Personal information
- Nationality: British
- Born: John Watson 9 June 1983 (age 43) England
- Height: 5 ft 10 in (1.78 m)
- Weight: Lightweight

Boxing career
- Stance: Orthodox

Boxing record
- Total fights: 18
- Wins: 14
- Win by KO: 6
- Losses: 4
- Draws: 0
- No contests: 0

= John Watson (boxer) =

British lightweight boxer (born 1983)

John Watson (born 9 June 1983) is a British lightweight boxer, based in Liverpool, Merseyside, United Kingdom. He has fought for the British lightweight title on two occasions, losing to Gavin Rees and Anthony Crolla.

==Boxing career==

===Amateur career===
On 28 April 2002 Watson was crowned Junior ABA champion after opponent Jimmy Fletcher pulled out of the final with an injury. The pinnacle of Watson's amateur career was winning the 2004 senior Amateur Boxing Association championships at light welterweight Watson was involved with the 2004 Olympics being Amir Khan's chief training and sparring partner. The same year saw Watson pick up bronze boxing for England in a multinations tournament, held in Lithuania.

===Professional career===
Watson turned professional on 10 March 2007, scoring a points victory against Jason Nesbitt. Watson scored another points victory in his second bout against Johnny Greaves on 11 August 2007. In his final fight of 2007 Watson defeated Ade Adebolo by TKO. Watson returned to the ring in February 2008 against Darren Broomhall, victory coming via a KO in the first round. The following month Watson chalked another win against Baz Carey. After his first seven wins Watson signed a three-year contract with David Haye's Hayemaker Promotions. He finished the year Boxing at London's O2 Arena against Silence Saheed on the Undercard of David Haye's Heavyweight Debut against Monte Barrett.

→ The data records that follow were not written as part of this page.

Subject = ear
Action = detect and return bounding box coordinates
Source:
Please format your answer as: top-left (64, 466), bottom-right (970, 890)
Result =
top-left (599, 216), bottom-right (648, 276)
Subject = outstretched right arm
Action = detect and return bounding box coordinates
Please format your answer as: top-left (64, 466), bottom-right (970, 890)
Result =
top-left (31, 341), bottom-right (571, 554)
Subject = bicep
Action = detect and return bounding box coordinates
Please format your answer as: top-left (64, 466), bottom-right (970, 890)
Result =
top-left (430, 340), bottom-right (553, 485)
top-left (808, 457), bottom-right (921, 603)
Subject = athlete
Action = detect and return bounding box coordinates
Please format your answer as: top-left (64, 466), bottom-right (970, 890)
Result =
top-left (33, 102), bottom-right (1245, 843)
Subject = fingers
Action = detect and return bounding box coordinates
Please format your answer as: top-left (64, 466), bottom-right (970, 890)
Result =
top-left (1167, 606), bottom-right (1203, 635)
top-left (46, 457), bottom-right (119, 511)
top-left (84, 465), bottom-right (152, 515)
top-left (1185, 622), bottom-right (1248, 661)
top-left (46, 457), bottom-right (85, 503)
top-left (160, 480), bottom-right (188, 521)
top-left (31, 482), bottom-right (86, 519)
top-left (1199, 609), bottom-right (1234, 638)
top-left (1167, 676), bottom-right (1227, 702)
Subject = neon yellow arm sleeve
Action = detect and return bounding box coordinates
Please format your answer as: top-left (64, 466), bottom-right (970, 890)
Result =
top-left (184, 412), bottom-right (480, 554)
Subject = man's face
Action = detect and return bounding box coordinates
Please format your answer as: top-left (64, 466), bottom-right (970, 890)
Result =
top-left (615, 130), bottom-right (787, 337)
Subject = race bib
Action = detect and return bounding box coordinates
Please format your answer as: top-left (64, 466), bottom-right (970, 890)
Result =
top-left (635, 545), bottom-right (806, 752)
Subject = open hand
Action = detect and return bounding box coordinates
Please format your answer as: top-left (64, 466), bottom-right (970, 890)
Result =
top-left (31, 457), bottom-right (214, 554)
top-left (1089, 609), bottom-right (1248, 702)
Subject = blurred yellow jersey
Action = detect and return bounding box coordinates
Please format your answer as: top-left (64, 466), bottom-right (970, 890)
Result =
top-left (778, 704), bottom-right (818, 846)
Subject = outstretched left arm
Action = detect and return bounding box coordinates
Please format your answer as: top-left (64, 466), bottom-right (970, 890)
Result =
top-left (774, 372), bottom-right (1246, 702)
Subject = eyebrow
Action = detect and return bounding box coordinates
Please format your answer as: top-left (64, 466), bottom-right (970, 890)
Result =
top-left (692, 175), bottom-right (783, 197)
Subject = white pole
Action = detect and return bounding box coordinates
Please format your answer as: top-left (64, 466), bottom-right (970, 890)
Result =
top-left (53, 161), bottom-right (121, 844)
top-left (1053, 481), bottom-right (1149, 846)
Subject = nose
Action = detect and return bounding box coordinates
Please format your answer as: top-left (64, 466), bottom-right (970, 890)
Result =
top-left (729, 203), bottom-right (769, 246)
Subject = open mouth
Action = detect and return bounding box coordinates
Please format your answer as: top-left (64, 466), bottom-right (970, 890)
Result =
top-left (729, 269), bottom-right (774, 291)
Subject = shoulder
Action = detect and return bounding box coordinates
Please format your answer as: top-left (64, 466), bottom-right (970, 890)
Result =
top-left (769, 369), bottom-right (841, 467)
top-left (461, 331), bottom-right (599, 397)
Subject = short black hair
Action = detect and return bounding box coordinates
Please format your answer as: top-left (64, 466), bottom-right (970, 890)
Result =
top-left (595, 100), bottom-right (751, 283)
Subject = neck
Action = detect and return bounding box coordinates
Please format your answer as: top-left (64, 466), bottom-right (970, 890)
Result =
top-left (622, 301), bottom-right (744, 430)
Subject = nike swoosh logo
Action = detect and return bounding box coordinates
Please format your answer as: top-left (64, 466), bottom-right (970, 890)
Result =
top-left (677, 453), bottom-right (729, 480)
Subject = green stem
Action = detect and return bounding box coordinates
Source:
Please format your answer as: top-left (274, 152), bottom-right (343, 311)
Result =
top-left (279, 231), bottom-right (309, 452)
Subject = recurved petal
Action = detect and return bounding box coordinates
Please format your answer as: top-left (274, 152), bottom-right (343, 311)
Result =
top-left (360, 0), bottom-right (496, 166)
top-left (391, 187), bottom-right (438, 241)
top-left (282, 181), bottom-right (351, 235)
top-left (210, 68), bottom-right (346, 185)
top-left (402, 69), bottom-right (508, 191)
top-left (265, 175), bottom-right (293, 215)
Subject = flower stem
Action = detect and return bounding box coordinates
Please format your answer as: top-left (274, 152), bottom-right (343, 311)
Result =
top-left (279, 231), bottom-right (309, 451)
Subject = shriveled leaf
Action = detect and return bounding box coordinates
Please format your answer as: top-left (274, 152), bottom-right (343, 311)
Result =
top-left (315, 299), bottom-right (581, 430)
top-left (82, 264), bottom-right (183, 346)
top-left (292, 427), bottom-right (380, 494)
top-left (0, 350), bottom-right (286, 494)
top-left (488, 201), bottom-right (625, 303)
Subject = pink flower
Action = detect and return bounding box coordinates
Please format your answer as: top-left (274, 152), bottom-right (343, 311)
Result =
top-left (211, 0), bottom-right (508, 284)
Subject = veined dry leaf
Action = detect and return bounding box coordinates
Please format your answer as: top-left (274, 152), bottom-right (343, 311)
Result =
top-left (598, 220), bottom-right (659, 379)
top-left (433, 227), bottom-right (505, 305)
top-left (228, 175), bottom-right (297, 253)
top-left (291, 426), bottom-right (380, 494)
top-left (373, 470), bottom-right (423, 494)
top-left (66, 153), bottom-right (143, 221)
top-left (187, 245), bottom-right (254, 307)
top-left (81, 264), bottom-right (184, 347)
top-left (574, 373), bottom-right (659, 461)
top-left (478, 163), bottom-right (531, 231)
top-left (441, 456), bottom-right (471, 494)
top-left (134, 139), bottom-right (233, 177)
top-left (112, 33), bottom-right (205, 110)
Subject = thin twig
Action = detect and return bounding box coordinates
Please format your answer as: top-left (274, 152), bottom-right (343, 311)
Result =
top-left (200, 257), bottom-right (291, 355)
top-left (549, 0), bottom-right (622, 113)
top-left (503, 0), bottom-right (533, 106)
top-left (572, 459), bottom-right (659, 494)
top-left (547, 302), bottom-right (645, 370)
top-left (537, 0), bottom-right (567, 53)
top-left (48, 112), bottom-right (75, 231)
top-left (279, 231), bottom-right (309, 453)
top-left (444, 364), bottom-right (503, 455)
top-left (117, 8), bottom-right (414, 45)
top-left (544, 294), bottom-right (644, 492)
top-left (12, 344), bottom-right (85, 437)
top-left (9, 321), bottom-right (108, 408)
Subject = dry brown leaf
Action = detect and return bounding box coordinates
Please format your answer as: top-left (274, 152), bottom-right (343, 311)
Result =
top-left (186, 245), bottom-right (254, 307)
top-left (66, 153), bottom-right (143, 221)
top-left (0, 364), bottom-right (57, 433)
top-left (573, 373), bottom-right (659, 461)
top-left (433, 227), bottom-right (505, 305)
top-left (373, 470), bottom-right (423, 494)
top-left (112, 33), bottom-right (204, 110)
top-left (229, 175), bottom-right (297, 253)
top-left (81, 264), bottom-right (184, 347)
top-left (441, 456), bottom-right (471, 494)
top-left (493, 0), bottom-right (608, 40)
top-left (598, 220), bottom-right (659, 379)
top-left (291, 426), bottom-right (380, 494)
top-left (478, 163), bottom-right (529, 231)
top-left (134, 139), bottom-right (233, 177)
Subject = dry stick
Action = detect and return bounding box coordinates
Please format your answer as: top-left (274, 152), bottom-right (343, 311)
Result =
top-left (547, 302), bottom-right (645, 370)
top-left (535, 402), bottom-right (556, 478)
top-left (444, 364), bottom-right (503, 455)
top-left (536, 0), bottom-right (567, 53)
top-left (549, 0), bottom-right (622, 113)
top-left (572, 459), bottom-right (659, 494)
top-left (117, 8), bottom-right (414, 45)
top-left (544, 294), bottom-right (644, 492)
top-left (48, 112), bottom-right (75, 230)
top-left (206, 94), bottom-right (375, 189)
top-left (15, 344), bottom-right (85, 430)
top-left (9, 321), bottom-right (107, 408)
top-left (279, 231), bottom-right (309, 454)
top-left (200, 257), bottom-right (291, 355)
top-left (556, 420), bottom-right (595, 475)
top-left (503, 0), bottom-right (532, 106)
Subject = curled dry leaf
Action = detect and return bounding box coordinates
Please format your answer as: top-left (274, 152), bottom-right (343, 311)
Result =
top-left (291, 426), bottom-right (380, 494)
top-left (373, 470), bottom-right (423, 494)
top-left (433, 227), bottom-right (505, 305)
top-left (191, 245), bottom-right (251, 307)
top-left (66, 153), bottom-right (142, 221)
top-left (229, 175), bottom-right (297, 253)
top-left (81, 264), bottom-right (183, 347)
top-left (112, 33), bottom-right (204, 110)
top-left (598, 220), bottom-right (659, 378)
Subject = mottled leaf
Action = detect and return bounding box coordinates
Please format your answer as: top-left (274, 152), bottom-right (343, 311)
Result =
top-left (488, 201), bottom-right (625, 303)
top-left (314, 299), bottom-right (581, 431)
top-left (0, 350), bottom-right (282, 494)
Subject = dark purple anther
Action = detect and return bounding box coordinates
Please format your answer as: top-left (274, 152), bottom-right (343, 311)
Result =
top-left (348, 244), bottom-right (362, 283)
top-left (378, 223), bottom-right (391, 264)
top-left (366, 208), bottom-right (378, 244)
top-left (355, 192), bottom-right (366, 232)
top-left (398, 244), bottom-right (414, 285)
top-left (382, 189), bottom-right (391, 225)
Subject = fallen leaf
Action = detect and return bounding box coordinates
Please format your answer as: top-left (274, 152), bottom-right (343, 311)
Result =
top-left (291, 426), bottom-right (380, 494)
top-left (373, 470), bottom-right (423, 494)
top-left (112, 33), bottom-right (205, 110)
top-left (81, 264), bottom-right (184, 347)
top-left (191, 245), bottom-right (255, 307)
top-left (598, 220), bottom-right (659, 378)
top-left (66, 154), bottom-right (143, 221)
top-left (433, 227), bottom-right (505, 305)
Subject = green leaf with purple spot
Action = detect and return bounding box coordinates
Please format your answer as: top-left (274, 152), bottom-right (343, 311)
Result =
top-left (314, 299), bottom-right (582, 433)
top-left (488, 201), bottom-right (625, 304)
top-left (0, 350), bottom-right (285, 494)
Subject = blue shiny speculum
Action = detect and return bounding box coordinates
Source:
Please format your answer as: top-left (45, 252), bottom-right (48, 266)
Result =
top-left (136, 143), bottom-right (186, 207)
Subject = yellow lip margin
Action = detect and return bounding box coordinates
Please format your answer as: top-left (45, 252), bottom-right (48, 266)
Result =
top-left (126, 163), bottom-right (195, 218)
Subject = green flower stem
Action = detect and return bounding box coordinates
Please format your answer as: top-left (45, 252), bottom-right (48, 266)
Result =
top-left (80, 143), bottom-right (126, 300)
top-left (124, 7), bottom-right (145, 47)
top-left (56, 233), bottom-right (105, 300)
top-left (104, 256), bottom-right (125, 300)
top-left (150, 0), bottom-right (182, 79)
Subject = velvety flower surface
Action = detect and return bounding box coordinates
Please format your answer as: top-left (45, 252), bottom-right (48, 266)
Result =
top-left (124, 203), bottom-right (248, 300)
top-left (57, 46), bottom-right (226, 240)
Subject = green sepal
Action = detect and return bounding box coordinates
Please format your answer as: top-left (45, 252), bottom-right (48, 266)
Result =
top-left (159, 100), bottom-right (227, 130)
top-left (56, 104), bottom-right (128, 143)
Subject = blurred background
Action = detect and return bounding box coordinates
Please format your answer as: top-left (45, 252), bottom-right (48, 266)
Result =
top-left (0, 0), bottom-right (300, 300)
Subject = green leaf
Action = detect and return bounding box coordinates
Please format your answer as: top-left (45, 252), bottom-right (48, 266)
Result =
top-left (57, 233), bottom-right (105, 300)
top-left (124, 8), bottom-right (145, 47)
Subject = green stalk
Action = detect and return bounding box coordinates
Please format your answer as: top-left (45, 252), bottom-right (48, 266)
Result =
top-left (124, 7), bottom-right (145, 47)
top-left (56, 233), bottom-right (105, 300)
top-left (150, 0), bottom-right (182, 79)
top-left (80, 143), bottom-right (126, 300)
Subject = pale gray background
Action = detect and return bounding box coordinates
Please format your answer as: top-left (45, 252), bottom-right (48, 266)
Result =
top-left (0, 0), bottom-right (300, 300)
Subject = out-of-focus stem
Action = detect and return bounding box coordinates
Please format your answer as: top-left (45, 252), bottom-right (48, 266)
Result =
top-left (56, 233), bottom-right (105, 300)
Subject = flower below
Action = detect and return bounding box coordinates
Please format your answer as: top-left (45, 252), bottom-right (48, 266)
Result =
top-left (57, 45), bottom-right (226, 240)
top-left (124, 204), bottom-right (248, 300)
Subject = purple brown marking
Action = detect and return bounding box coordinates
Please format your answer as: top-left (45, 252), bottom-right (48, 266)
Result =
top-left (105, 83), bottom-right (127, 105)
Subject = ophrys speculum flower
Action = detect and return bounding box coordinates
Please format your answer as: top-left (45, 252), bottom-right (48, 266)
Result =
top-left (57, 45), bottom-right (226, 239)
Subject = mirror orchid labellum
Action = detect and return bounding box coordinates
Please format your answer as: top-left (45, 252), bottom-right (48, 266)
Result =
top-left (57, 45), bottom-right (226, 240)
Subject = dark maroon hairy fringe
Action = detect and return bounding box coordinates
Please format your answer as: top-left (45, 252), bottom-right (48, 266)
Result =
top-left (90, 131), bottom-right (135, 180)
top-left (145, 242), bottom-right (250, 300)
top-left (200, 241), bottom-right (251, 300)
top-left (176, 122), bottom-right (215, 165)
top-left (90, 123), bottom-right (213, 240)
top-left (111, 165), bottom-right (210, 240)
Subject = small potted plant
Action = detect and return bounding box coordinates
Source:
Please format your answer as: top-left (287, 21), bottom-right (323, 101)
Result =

On 28 March 2009, Watson fought against former BBBofC English lightweight title holder Martin Gethin in an eliminator for the BBBofC Lightweight Title. Watson won the fight in what turned out to be a narrow points victory. His final fight of 2009 was against Syrian boxer Youssef Al Hamidi which Watson won on points. Watson then signed with Frank Maloney's FTM Promotions after the demise of Setanta Sports.

====British title challenges====
Watson's first fight of 2010 resulted in a points win against Ben Murphy on 19 March and a fifth round stoppage win against Ben Lawler on 4 June. On 6 November 2010 Watson met former WBA world champion Gavin Rees for the full British lightweight title, losing for the first time in his career in the 11th round. He fought once more for the title in his next fight after Rees vacated through illness, with Anthony Crolla stepping in to fight for the now vacant title. Crolla, stepping up to lightweight for the first time inflicted a second career defeat on Watson, winning in the 9th round.